1. Clone the Repository

git clone <repository-url>
cd Java-TA-Chatbot

2. Create a Virtual Environment

python3 -m venv .venv

Activate the virtual environment:

  • On macOS/Linux:

    source .venv/bin/activate
  • On Windows:

    .venv\Scripts\activate

3. Install Dependencies

python3 -m pip install --upgrade pip
python3 -m pip install pymupdf openai chromadb tqdm nltk tiktoken python-docx langchain langsmith langchain_openai moviepy streamlit python-dotenv pillow

Note: If you encounter SSL errors on macOS (common with NLTK), the notebook includes SSL workarounds and will download required NLTK data automatically.

Configuration

Environment Variables

Create a .env file in the project root directory:

# Required: OpenAI API Key
OPENAI_API_KEY=your_openai_api_key_here

# Optional: LangSmith/LangChain Tracing
LANGCHAIN_API_KEY=your_langsmith_api_key_here
LANGCHAIN_ENDPOINT=https://api.smith.langchain.com
LANGCHAIN_PROJECT=Java TA Chatbot
LANGCHAIN_TRACING_V2=true

Important Notes:

  • The application uses python-dotenv to load environment variables via load_dotenv()
  • Never commit your .env file or API keys to version control
  • LangSmith variables are optional and can be omitted if you don't need tracing

Project Structure

Java-TA-Chatbot/
β”œβ”€β”€ app.py                 # Main Streamlit application (chat interface + PDF processing)
β”œβ”€β”€ frontend.py            # UI styling and sidebar components
β”œβ”€β”€ helper.py              # PDF processing utilities (visual detection, chunking)
β”œβ”€β”€ rag_pipeline.py        # RAG pipeline implementation (embedding, retrieval, generation)
β”œβ”€β”€ java_ta.ipynb          # Jupyter notebook for knowledge base preparation
β”œβ”€β”€ knowledge_base_data/   # Directory for course materials
β”‚   β”œβ”€β”€ course_info/       # Course information PDFs
β”‚   β”œβ”€β”€ exercises/         # Exercise sheets and solutions
β”‚   β”œβ”€β”€ lecture_notes/     # Lecture slides and notes
β”‚   β”œβ”€β”€ past_papers/       # Past exam papers
β”‚   └── videos/            # Video materials (if any)
β”œβ”€β”€ chroma_db/             # Persistent ChromaDB vector store (auto-created)
β”œβ”€β”€ .env                   # Environment variables (not committed)
└── README.md             # This file

Usage

Preparing the Knowledge Base

The knowledge base must be populated before using the chat interface. Use the java_ta.ipynb notebook to ingest documents into ChromaDB.

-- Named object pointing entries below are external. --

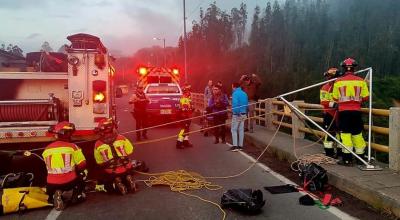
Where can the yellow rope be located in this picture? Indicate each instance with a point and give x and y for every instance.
(181, 180)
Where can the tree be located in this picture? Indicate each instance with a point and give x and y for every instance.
(17, 51)
(46, 47)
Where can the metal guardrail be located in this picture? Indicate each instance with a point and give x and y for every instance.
(198, 99)
(304, 106)
(298, 129)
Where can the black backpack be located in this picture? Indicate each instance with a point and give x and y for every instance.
(13, 180)
(313, 177)
(245, 200)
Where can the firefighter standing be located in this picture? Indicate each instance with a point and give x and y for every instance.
(349, 91)
(330, 114)
(140, 101)
(111, 153)
(65, 164)
(186, 110)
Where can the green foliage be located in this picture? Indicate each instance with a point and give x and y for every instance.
(290, 45)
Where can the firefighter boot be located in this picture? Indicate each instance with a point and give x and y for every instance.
(58, 201)
(339, 153)
(359, 162)
(120, 186)
(131, 183)
(78, 195)
(179, 144)
(329, 152)
(347, 160)
(186, 143)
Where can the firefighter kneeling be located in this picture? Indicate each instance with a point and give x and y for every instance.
(112, 153)
(350, 91)
(65, 167)
(186, 110)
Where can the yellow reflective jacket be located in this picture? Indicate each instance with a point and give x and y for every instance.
(62, 159)
(349, 92)
(103, 152)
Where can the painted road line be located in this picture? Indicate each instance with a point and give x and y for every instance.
(335, 211)
(53, 215)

Option A: Exam-style Q&A Extraction and Generation

  1. Place PDFs: Copy past exam papers into knowledge_base_data/past_papers/

  2. Run Notebook Cells: Execute the relevant cells in java_ta.ipynb to:

    • Extract exam-style questions from PDFs (detects pages with marks or numbered lists)
    • Optionally attach page images for visual context
    • Generate clear answers using GPT-4o
    • Chunk question/answer text using an overlap-aware sentence tokenizer
    • Embed chunks with text-embedding-3-small
    • Store in the persistent knowledge-base6 collection in ChromaDB

    Relevant cells (may vary):

    • Text/image extraction, question parsing: Cells ~10-16
    • Answer generation and embedding: Cells ~14, 20

Option B: Generic PDF Chunking and Embedding

  1. Place PDFs: Copy PDFs to index in your working directory (or adjust paths in the notebook)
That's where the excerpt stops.